Errani’s partnership with Vinci was as strong as any team during that period of play. Both possessed wonderful variation, immense skill, and angles in the forecourt that were rewarded ever so well in doubles, but most importantly an understanding of one another’s game while enjoying their time together on the same side of the net. They would go on to do what many thought was the unthinkable, earning the career Grand Slam in doubles. Errani and Vinci were to win five doubles Majors in total, but the most impressive was the grass court triumph in 2014, which would prove to be the hardest and the last Major for the pair to win together. They made no secrets of the difficulty of playing on the grass, with the lack of essential time being magnified on that surface and its a surface that favours some of the power players a little bit more. Not many people anticipated they’d ever get over the hurdle of getting to the top on grass, but it would prove to be another big obstacle that Errani toppled despite those odds stacking up as the wait continued.

It was during that phase between 2012 and the middle of 2015 where Errani’s singles career really elevated, again displaying that she could toughen it out with some of the bigger hitters in the sport. Essentially, like I said earlier, Errani was playing the sport on the back foot, with heavyweight hitting coming from the likes of Serena Williams, Maria Sharapova, and a prime Victoria Azarenka at the time and they were taking the women’s game to great heights themselves. Despite all of this, Errani carved a career together of making the Top 5 in the singles rankings, being a stalwart in the Top 10d, and what really stood out was the run she made to the Roland Garros final in 2012, where she lost to Maria Sharapova. The real stand-out moment in the Italian’s career in singles without a doubt.
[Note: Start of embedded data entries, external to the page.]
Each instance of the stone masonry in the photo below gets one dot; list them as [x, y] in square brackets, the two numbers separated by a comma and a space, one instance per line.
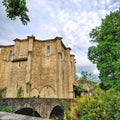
[42, 68]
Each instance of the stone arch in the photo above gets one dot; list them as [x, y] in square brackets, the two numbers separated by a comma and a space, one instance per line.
[57, 113]
[34, 92]
[28, 111]
[47, 92]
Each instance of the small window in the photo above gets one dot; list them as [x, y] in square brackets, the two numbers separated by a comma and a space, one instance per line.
[48, 50]
[10, 55]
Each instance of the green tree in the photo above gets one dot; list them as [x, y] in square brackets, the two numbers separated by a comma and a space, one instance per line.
[2, 92]
[103, 105]
[106, 53]
[16, 8]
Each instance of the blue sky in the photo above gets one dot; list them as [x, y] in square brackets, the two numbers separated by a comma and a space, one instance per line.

What was the Italian really renowned for during her moments in the sun though? I think most people will remember Errani for her attitude on a tennis court, working hard for all of her points, determined to be the last person standing from rally to rally and having a fierce mentality to win her points the hard way no matter what. She was never blessed with a strong serve, something she adjusted and altered over the course of her career. And its perhaps for that very reason why I think she deserves a bit more acknowledgement because she could never rely on quick first serves, an abundance of aces, a serve strong enough to allow her to follow up on the next ball for an outright winner, she was always under pressure to hold serve because of this. This really highlights how efficient and determined she was when the baseline rally got going though, rarely giving an inch away, getting by with her consistency of ball-strike but also the variety she had at her disposal, varying her weight of shot and utilizing the art of the drop shot to good effect too. She perhaps would have many matches where that wasn’t enough and a hard-hitter would power her off the court quite swiftly, but you always got the same approach and application regardless of the opponent or presence coming from the other side of the net.

She would show herself to be one of the better clay-court players of that time frame, winning seven of her nine titles on that surface. Her game lent itself well to the slower clay courts where she could earn the longer points, used her great movement well, but her ranking would go as high as No.5 in the world at the beginning of the 2013 as she continued to also excel on the hard courts on tour too, winning a couple more of her titles on that surface in addition to the clay.

Errani’s time on tour really should be remembered for what she was able to accomplish despite the odds heavily stacked against her and the disadvantages she had in her own game, but maximized everything out of her game to find her way to the top her own way, leading the way for the next generation of Italian prospects with what she did in singles, doubles, and in the three big Fed Cup triumphs for her country.